У него вырывается возглас недоверия.

— Ты будешь нищий, — но я замечаю, что он не слишком старается переубедить меня в этом, просто оценивает насколько серьезно я к этому отношусь.

— Вряд ли.

— Ну, ты знаешь, что я имею в виду, — у него проскальзывает корыстная улыбка снова.

— Да, по твоим меркам, буду.

— Тогда тебе нужна будет работа. Ты можешь управлять бизнесом подо мной.

Странно, что я никогда не видел этих его надменных бровей и снисходительного наклона подбородка. Впервые я замечаю, что мой отец, точнее отчим, был прав, потому что увидел это. Алчный, жадный мужчина с развратными вкусами, который не может даже претендовать на лидерство. Мягкотелый дурак без даже малейшего намека на то, что сидеть во главе династии огромной и мощной такой, как Баррингтоны.

Я улыбаюсь.

— Нет. Я хотел бы придумать что-то свое. Сделать что-то другое.

— Ты говоришь, как Куинн.

— Ты справишься.

— Я действительно нуждаюсь в тебе, Блейк. Ты не пожалеешь, если сделаешь то, о чем я тебя прошу.

Я смотрю на него и про себя радуюсь, что он не мой брат. Он хочет нанять меня в качестве своего сотрудника.

— Извини, Маркус, но я уверен, ты заключишь новый союз.

— Ты просто собираешься уйти от всего этого? — он доволен своей удачи, но, кажется его злит и раздражает мое решение не работать на него. Позже, когда он прикончит эту бутылку, то возможно все сделает это законным и как можно скорее.

Я пожимаю плечами.

— Да.

Он хмурится, и кажется искренне смущенным.

— Почему?

— Когда я был моложе, идея, что вся природа — люди, животные, цветы, деревья, горы, реки, галактики, вселенные — это не более чем самовоспроизводящиеся фракталы интерактивной биологической программы на основе золотого сечения или спирали Фибоначчи была удручающая. Мы все анимированные математические конструкции причем с большой точностью. Ушло волшебство из творения. Я понимал, что нахожусь в геометрической тюрьме, но я не знал, как могу выйти из нее.

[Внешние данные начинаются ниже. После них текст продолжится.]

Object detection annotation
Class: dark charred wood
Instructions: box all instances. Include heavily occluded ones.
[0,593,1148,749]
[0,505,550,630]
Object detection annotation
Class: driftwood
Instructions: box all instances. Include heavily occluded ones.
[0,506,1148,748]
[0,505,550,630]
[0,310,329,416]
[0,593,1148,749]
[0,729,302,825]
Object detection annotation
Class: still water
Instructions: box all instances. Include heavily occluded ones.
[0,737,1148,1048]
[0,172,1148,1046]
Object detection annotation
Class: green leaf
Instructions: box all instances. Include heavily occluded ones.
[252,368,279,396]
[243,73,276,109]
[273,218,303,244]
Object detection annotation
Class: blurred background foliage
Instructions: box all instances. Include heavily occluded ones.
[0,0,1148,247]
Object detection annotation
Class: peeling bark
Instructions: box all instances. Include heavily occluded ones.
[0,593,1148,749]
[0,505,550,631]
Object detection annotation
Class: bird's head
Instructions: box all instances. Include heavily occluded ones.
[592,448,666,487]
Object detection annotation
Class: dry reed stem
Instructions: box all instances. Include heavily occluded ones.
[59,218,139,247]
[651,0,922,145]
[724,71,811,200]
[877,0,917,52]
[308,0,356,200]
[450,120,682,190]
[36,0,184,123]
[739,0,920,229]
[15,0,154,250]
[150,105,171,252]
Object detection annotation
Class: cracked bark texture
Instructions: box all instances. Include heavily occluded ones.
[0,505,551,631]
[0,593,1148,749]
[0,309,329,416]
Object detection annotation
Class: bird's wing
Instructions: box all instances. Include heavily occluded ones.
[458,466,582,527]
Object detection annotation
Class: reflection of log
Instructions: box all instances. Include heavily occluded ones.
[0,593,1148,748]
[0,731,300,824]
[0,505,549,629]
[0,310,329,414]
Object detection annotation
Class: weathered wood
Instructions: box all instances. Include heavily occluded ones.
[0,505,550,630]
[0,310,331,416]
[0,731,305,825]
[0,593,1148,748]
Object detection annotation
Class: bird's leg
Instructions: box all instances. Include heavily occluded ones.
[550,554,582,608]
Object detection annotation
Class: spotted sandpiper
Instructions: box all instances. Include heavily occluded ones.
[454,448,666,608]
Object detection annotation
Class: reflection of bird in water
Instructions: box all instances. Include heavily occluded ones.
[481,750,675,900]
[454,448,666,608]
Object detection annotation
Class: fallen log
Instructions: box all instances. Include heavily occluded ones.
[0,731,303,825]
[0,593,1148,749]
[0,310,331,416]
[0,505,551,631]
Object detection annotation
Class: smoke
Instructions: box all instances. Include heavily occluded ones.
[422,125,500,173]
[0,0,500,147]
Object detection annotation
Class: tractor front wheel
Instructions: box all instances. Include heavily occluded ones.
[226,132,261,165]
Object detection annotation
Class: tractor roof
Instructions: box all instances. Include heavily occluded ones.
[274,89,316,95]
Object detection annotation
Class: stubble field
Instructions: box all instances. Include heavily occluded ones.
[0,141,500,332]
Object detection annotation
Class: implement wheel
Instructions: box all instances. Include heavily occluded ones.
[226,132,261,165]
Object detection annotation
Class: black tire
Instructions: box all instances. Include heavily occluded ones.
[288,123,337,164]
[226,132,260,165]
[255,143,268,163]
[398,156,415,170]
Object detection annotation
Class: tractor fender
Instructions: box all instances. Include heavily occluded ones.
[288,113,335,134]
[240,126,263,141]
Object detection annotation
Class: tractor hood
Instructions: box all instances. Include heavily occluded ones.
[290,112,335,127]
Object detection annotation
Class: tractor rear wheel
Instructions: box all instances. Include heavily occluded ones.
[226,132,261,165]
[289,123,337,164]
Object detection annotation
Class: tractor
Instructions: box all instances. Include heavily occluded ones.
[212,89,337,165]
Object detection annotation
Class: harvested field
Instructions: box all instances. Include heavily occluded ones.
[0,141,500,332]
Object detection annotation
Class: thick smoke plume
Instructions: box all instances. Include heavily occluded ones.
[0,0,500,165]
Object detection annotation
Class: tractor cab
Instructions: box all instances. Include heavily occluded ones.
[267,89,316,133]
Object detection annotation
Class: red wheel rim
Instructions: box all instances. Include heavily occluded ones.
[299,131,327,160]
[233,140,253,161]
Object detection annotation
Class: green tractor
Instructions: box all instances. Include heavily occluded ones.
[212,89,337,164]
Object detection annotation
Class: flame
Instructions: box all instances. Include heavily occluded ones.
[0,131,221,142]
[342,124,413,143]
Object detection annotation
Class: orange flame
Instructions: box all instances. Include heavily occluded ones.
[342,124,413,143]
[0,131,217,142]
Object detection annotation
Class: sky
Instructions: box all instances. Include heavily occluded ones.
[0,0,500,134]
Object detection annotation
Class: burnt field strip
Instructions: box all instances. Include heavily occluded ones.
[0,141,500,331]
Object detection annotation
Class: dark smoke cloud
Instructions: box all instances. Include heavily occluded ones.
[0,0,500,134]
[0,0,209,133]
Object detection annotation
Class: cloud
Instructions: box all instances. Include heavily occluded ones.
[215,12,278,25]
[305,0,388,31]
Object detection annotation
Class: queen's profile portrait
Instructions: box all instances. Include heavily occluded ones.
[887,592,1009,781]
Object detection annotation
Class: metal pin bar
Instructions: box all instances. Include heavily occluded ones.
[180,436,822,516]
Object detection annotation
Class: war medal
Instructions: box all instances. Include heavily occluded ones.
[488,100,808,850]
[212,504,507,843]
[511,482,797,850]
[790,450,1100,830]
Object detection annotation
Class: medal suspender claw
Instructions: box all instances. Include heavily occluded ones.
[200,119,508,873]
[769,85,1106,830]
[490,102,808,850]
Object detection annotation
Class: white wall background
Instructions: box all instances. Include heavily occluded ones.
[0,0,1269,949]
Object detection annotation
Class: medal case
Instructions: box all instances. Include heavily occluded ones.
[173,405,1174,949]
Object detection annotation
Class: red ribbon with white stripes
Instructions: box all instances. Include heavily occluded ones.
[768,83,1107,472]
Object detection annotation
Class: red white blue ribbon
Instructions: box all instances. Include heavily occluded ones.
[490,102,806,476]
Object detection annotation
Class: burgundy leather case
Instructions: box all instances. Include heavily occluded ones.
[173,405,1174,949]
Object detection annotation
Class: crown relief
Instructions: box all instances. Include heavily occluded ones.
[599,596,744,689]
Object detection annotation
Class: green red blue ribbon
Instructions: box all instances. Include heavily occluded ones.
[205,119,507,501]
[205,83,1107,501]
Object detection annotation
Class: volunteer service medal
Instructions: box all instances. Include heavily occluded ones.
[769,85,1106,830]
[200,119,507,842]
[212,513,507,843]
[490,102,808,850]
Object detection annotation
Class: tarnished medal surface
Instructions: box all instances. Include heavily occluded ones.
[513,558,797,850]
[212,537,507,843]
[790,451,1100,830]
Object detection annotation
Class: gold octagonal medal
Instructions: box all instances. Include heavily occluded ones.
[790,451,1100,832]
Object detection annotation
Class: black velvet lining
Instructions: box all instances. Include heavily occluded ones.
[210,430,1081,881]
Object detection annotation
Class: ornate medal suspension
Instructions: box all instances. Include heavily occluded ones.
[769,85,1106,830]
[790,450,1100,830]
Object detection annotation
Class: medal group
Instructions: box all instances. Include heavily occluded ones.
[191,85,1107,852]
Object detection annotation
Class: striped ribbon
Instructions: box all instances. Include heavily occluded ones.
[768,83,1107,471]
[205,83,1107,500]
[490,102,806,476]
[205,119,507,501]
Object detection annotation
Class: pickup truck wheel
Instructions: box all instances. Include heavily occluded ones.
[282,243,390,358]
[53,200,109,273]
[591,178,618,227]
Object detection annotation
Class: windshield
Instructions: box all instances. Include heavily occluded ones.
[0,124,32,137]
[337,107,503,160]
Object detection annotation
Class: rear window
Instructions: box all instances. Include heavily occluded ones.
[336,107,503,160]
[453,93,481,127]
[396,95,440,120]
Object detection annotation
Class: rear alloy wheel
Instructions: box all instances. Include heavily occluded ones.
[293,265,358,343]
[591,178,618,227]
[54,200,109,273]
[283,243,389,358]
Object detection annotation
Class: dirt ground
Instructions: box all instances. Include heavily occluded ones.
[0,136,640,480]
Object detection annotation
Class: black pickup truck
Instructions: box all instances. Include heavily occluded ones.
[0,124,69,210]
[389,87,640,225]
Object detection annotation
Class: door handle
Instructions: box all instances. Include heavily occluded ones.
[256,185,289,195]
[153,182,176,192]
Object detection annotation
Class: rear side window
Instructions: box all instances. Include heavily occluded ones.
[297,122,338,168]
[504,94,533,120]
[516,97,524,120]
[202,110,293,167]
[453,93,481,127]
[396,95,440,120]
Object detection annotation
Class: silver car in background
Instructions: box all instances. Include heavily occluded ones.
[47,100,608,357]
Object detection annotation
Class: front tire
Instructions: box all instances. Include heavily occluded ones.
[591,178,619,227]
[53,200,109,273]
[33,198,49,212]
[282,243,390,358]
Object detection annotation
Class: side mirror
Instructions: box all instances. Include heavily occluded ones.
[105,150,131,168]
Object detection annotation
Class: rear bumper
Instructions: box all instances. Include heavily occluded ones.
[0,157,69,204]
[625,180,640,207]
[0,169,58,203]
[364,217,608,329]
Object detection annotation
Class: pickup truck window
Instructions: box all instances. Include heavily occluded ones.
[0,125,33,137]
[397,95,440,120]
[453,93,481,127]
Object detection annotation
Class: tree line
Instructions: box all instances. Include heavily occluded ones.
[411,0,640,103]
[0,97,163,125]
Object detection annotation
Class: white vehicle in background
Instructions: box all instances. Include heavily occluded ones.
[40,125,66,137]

До недавнего времени. Теперь я нахожу новую красоту и удивляюсь всякий раз, когда выхожу из автопилота. Всякий раз, когда я оставляю сборище менталитета и перестаю быть хищником, в моей жизни появляется любовь и в ней места злости.

— Из-за нее? — спрашивает он, в его голосе звучит глубокая ярость.

Ах, вот откуда берется раздражение. Он завидует мне, что я с Ланой.

— Даже не думай об этом говорить, Маркус, — предупреждаю я его, наблюдая за ним поверх своего бокала.

22.

Блейк Закона Баррингтон 

«Сколько раз я говорил вам, что когда вы исключаете невозможное, которое и может оказаться маловероятной правдой? Мы знаем, что он пришел не через дверь, окно или дымоход. Мы также знаем, что он не прятался в комнате, поскольку здесь негде спрятаться. Откуда же он пришел?»

Шерлок Холмс, «Знак четырех» (1980)

Моя мать живет в апартаментах с видом на Central Park, которые занимают целых три этажа. Потолки двадцать три футов в высоту, окна от пола до потолка, и вид, который открывается перед вами в буквальном смысле захватывает дух. Уже наступила темнота, и город раскинулся роскошным ковром огней внизу, подо мной. Я смотрю вниз, на красивое зрелище и чувствую себя помятым и измученным.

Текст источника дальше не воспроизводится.